Enfrente del escritorio, Jacobs sacó un llavero del bolsillo del pantalón, abrió un maletín y metió la revista. Luego volvió a cerrarlo. Me pregunté qué había en la revista, seguro que nada secreto. Todas las semanas la revista Life se vendía en todo el mundo, con una tirada de millones. A menos que utilizaran Life como un libro de códigos. Había oído que así se hacían esas cosas hoy en día.
Henkell cerró las puertas de vidrio con cuidado tras él y soltó una carcajada.
– Ahora cree que estás loco -dijo-. Probablemente yo también.
– Me importa un bledo lo que piense -repuso Jacobs.
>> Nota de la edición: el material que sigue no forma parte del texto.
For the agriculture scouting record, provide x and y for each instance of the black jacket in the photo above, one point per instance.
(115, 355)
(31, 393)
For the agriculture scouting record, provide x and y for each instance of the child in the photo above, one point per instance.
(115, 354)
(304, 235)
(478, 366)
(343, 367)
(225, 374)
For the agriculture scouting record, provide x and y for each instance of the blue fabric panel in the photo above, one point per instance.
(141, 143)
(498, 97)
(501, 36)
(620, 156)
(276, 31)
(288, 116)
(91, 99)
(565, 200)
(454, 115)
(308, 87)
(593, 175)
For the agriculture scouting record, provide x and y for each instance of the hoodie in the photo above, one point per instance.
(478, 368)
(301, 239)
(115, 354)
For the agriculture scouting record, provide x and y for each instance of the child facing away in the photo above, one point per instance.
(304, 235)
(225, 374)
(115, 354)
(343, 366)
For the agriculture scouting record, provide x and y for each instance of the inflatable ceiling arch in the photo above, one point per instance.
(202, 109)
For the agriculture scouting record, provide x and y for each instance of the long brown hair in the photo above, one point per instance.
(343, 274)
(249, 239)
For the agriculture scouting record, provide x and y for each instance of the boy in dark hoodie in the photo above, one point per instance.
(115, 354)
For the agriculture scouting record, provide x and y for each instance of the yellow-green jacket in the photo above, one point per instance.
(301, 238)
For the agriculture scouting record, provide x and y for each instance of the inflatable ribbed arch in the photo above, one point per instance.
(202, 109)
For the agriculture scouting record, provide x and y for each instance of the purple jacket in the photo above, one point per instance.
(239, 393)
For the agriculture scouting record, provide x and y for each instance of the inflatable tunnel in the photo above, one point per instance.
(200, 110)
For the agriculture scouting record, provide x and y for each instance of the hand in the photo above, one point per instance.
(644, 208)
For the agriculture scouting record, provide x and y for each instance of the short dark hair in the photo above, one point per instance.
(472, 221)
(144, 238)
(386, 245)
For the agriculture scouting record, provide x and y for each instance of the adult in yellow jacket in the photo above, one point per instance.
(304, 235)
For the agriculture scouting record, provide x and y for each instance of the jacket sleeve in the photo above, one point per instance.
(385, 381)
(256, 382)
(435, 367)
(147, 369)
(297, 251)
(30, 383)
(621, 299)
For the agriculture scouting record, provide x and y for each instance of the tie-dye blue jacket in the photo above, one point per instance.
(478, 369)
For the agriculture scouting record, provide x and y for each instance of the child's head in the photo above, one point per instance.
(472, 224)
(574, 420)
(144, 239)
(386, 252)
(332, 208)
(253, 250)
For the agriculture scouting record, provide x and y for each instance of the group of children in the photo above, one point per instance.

– Caballeros -dije yo-. Ha sido interesante, pero creo que tengo que marcharme. Hace buen día y podría hacer algo de ejercicio. Así que, si no te importa, Heinrich, intentaré volver caminando a la casa.
– Son seis kilómetros, Bernie -afirmó Henkell-. ¿Estás seguro de que puedes hacerlo?
– Creo que sí. Me gustaría intentarlo.
– ¿Por qué no te llevas mi coche? El comandante Jacobs me puede llevar cuando hayamos acabado aquí.
– No, de verdad -dije yo-. Estaré bien.
– Siento que él haya sido tan maleducado -comentó Henkell.
– No te preocupes -le dijo Jacobs-. No es personal. Me sorprendió que apareciera aquí de nuevo, nada más. No me gustan las sorpresas en mi negocio. La próxima vez nos veremos en la casa, tomaremos una copa. Así será más distendido. ¿De acuerdo, Gunther?
– Claro -contesté-. Tomaremos una copa y luego iremos a cavar al jardín. Como en los viejos tiempos.
– Un alemán con sentido del humor -dijo Jacobs-. Me gusta.